Caroline pociągnęła nosem.
– Dobrych chęci! – powtórzyła szyderczo. – Ksiądz jest zbyt łaskawy. To wiedźma! Matki omal mi nie zabiła, syna mi zbuntowała…
Potakiwałem.
– Już nie mówiąc o tym, że rozbiła małżeństwo Muscatów – ciągnęła Caroline. – Ksiądz mnie zdumiewa, mon pere, tyle ma do niej cierpliwości. Rzeczywiście ksiądz mnie zdumiewa. – Wlepiła we mnie oczy, w których błyskała złośliwość. -I nie rozumiem, dlaczego ksiądz nie wykorzystuje swojego wpływu przeciwko niej.
Wzruszyłem ramionami.
– Och, jestem tylko wiejskim księdzem – powiedziałem – nie mam żadnego wpływu. Mogę potępić, lecz… Przerwała mi.
– Może ksiądz zrobić o wiele więcej, niż potępiać! Powinniśmy byli posłuchać księdza od początku. Ani przez chwilę nie powinniśmy byli tolerować jej tutaj.
Wzruszyłem ramionami.
– Każdy jest mądry po fakcie – upomniałem ją. – Nawet pani popierała jej sklep, o ile pamiętam. Zaczerwieniła się.

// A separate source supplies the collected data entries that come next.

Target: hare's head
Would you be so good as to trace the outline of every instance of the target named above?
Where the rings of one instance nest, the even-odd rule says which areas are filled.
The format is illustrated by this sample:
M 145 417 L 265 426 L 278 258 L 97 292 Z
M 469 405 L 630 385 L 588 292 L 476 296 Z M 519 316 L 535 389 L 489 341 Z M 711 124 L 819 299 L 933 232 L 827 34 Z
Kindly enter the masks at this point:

– Moglibyśmy pomóc księdzu – powiedziała. – Georges,
Paul Muscat, Arnauldowie i oboje Drou, Prudhom-me'owie… Moglibyśmy połączyć siły. Rozgłosić. Wystąpić przeciwko niej, nawet teraz.
– Na jakiej podstawie? Ta kobieta nie narusza prawa, uznano by to za złośliwe plotki i nic byście nie zyskali. Uśmiechnęła się półgębkiem.
– Moglibyśmy storpedować ten jej drogocenny festiwal – powiedziała.
– Tak?
– Właśnie. – W tym podnieceniu stała się szpetna. -Georges widuje się z mnóstwem ludzi. Jest bogaty. Muscat także ma znajomości. Widuje się z ludźmi. Umie przekonać. Komitet mieszkańców…
– Aha, Muscat. Pamiętam jego ojca, lato rzecznych Cyganów.
– Jeżeli ona na tym festiwalu splajtuje… a słyszałam, że w przygotowanie już włożyła sporo pieniędzy…, to może pod naciskiem…
– Może – przytaknąłem nieopatrznie, lecz się zreflektowałem. – Naturalnie ja bym w tym nie uczestniczył… nie okazałbym… braku miłosierdzia.
Sądząc z wyrazu jej twarzy, zrozumiała doskonale.
– Naturalnie. – Przytaknęła, już kwapiąc się do intrygowania. Przez chwilę czułem dla niej wyłącznie pogardę, dyszała i łasiła się niczym suka z cieczką, lecz nierzadko za pomocą takich właśnie niegodnych narzędzi, mon pere, dokonuje się naszego dzieła.